Je ne crois pas qu’il y ait un lien de causalité direct entre excellent jeu et succès de vente.
Le jeu doit surtout être accessible et abordable pour être un succès de vente. Du coup s’il ne reste que les blockbusters, on nous enlève les pépites (prend le cinéma pour exemple, heureusement qu’il y a encore des studios indépendants).
J’avoue, j’ai une piètre opinion de Terraforming Mars et IAWW.
En revanche, j’adore The Big Book Of Madness et First Martian qui ne sont sans doute pas vendus de la même façon, ni ne bénéficient de la même aura.
Comme quoi, le bon jeu, pour la joueuse, c’est juste celui qui lui plaît. Le bon jeu, pour l’éditrice, c’est celui qui se vend par palettes de 150 jeux même 24 mois après sa sortie. Lequel est un bon jeu ? Balek. L’opinion ne sera pas la même entre les deux.
J’ai la même à la maison. C’est louuuuuuuuurd…
(Je ne sais pas pourquoi, la citation ne fonctionne pas, je vais donc le faire à l’ancienne).
@froh « Le problème ici c’est que tu considères qu’il n’y a qu’un seul manuel à relire. Et sur un seul jeu.
Oui effectivement si on ne sortait qu’un jeu par mois, ce serait pas tres impactant. »

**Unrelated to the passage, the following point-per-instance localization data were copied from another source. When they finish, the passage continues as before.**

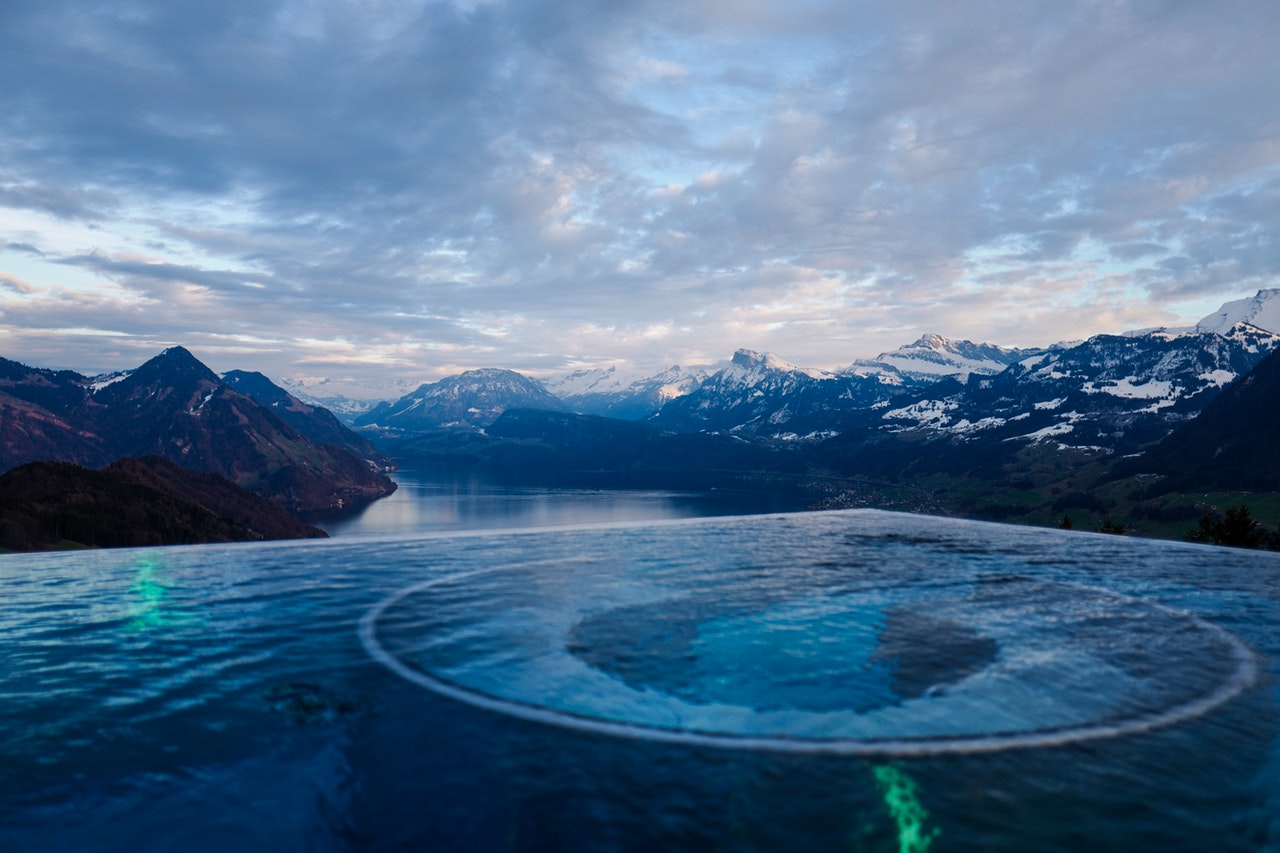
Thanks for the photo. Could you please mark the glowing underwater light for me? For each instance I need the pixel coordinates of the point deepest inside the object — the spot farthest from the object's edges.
(147, 610)
(905, 808)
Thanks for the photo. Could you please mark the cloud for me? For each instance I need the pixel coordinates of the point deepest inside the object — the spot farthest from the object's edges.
(539, 183)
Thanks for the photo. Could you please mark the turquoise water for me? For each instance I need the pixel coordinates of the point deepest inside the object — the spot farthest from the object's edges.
(837, 680)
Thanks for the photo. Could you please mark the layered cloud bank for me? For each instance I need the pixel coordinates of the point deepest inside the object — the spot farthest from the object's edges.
(393, 191)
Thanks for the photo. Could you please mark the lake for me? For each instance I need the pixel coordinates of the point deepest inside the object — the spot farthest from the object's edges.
(826, 680)
(428, 501)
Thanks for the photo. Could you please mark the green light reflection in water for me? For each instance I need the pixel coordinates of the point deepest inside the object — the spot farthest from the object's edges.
(146, 611)
(904, 806)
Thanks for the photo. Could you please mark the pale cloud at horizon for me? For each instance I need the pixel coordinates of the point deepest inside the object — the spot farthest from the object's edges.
(424, 187)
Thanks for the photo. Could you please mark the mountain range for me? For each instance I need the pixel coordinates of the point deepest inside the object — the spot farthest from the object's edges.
(133, 502)
(176, 407)
(932, 414)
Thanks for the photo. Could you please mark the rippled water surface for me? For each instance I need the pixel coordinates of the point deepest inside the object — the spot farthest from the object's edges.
(839, 680)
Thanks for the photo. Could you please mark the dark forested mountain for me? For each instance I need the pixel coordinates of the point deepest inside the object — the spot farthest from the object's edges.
(177, 407)
(131, 503)
(762, 395)
(316, 423)
(1232, 445)
(470, 400)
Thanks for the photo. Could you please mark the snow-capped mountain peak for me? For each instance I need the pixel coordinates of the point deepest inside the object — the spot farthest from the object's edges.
(750, 360)
(1261, 310)
(935, 356)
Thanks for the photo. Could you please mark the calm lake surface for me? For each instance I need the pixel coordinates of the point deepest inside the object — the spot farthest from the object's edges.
(827, 680)
(432, 502)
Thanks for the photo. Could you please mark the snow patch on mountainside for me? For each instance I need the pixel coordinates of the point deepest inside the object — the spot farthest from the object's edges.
(1261, 310)
(1132, 388)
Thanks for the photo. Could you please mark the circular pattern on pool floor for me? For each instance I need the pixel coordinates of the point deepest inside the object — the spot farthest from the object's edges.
(807, 660)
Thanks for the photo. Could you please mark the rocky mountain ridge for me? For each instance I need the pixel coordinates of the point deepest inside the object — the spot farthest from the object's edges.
(177, 407)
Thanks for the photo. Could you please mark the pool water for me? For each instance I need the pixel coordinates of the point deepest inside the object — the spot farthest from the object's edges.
(836, 680)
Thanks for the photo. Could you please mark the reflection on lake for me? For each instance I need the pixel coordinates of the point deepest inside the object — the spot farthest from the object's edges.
(428, 502)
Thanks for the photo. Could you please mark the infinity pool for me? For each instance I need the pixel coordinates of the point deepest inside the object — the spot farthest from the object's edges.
(837, 680)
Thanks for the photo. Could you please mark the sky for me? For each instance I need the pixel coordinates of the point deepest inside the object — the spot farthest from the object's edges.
(391, 191)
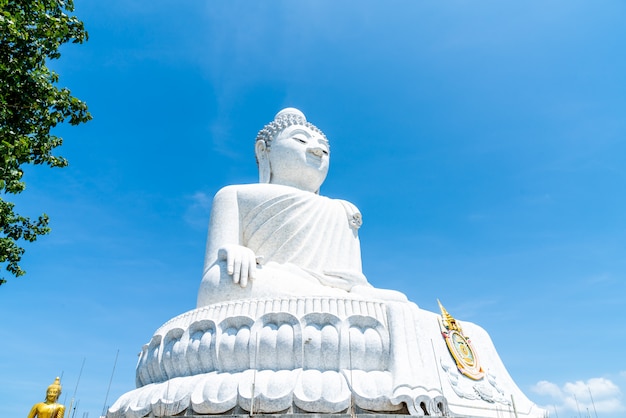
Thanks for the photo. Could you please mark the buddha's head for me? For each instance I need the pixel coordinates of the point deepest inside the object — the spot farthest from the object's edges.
(292, 152)
(54, 391)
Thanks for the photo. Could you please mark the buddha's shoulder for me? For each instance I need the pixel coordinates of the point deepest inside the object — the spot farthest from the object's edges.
(257, 190)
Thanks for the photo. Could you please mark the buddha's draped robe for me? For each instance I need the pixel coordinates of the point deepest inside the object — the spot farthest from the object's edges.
(305, 232)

Non, je sais qu’il y en a plusieurs. De même que lorsque je bossais dans le milieu de l’imprimerie/PAO, on ne faisait pas qu’un seul catalogue ou imprimé par mois. De même que lorsque je bossais en agence web, on ne faisait pas qu’un site par mois.
« Et du coup tu étais payé un salaire pour ça. »
Evidemment, mais j’étais payé en tant que graphiste, puis en tant que développeur. Mes métiers, ce pour quoi j’avais été embauché dans les deux exemples cités, c’était pour faire du graphisme ou pour taper du code, pas faire de la relecture. Mais que ce soit moi, graphiste ou développeur, mes collègues chefs de projet ou commerciaux, aucun n’était relecteur officiellement. Sauf qu’on prenait quand même le temps de relire…parce que si on livre quelque chose plein de fautes, même si ce n’est pas nous qui l’avons écrit, ça nous retombera dessus. Idem pour LDG, je m’en fous qu’ils n’aient pas pris de relecteur, mais si c’est blindé de fautes, c’est mon droit de leur tomber dessus en tant que client.
@Transludis Je me suis effectivement mal exprimé, ou tout du moins, je n’ai pas été au bout de ma pensée. Quand je disais qu’il fallait demander à Pif, Paf et Pouf de relire, même si ce n’était pas leur métier, c’était APRES une relecture par quelqu’un dont c’est le boulot. Une sécurité supplémentaire en quelque sorte.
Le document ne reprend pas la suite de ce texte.